[jira] [Commented] (SPARK-15581) MLlib 2.1 Roadmap

Joseph K. Bradley (JIRA) Fri, 09 Dec 2016 15:39:01 -0800

    [ 
https://issues.apache.org/jira/browse/SPARK-15581?page=com.atlassian.jira.plugin.system.issuetabpanels:comment-tabpanel&focusedCommentId=15736685#comment-15736685
 ]


Joseph K. Bradley commented on SPARK-15581:
-------------------------------------------

I like a lot of the points made here.  A few thoughts with each:

* Clearly messaging what we WILL get done + limiting promises based on reviewer 
bandwidth
** I'll try to draft some ideas for how to do this.  I'd really like to make 
good use of JIRA fields like Target Version, Priority, and labels in order to 
make it easy to write searches to help contributors explore JIRA.

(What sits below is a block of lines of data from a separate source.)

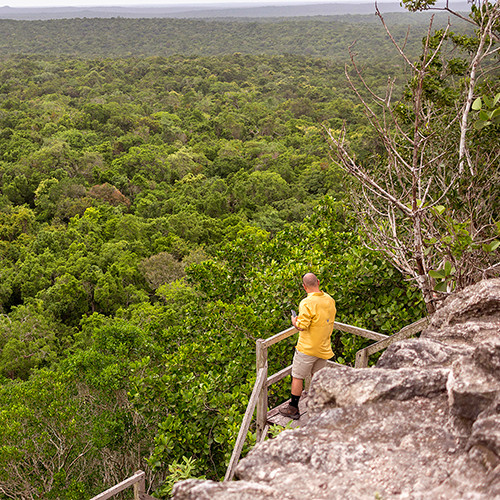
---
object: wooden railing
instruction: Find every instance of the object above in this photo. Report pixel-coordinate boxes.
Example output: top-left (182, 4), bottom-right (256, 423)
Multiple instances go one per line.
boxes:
top-left (91, 470), bottom-right (156, 500)
top-left (224, 318), bottom-right (429, 481)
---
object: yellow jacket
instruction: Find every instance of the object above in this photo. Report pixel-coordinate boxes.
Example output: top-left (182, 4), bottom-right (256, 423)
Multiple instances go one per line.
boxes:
top-left (296, 292), bottom-right (337, 359)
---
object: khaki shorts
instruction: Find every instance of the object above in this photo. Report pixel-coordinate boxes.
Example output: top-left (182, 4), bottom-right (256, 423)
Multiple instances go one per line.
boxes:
top-left (292, 350), bottom-right (326, 380)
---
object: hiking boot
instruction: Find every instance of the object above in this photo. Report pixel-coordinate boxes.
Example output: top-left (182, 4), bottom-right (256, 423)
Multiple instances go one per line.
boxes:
top-left (279, 404), bottom-right (300, 420)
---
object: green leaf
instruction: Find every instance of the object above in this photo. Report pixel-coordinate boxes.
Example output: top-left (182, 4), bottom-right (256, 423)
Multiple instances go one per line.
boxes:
top-left (479, 109), bottom-right (490, 122)
top-left (483, 240), bottom-right (500, 252)
top-left (444, 261), bottom-right (452, 276)
top-left (490, 108), bottom-right (500, 120)
top-left (472, 97), bottom-right (483, 111)
top-left (434, 281), bottom-right (448, 292)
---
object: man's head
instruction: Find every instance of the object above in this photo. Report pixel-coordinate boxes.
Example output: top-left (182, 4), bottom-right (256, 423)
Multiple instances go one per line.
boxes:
top-left (302, 273), bottom-right (319, 293)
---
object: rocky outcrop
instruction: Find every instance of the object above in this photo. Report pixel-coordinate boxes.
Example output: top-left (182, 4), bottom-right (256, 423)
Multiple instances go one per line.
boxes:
top-left (174, 279), bottom-right (500, 500)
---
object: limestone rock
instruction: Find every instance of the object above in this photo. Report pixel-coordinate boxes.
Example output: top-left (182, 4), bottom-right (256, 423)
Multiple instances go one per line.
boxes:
top-left (377, 338), bottom-right (473, 368)
top-left (173, 279), bottom-right (500, 500)
top-left (308, 366), bottom-right (448, 414)
top-left (173, 479), bottom-right (293, 500)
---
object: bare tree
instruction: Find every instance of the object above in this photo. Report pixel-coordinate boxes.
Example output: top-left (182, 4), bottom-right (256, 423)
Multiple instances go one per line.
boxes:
top-left (326, 0), bottom-right (500, 313)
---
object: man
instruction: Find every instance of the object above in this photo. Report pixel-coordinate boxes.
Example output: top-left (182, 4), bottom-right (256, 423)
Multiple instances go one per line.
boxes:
top-left (280, 273), bottom-right (337, 420)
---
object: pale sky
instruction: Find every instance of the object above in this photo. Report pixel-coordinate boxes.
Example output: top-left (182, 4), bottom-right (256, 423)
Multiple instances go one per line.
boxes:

* Umbrella vs. specific JIRAs.  Broad efforts vs. targeted efforts.
** [~holdenk] I like umbrellas for organization, coverage, and coordination, 
and I agree with you that we should not get rid of them---and that the answer 
is to be stricter about specifying Priority.

* Short-term (next minor release) vs long-term (next major release) efforts
** I worry about promising specific JIRAs by the next major release because 
those JIRAs could easily pile up to make the final list huge.  We will have to 
limit those to critical or breaking changes.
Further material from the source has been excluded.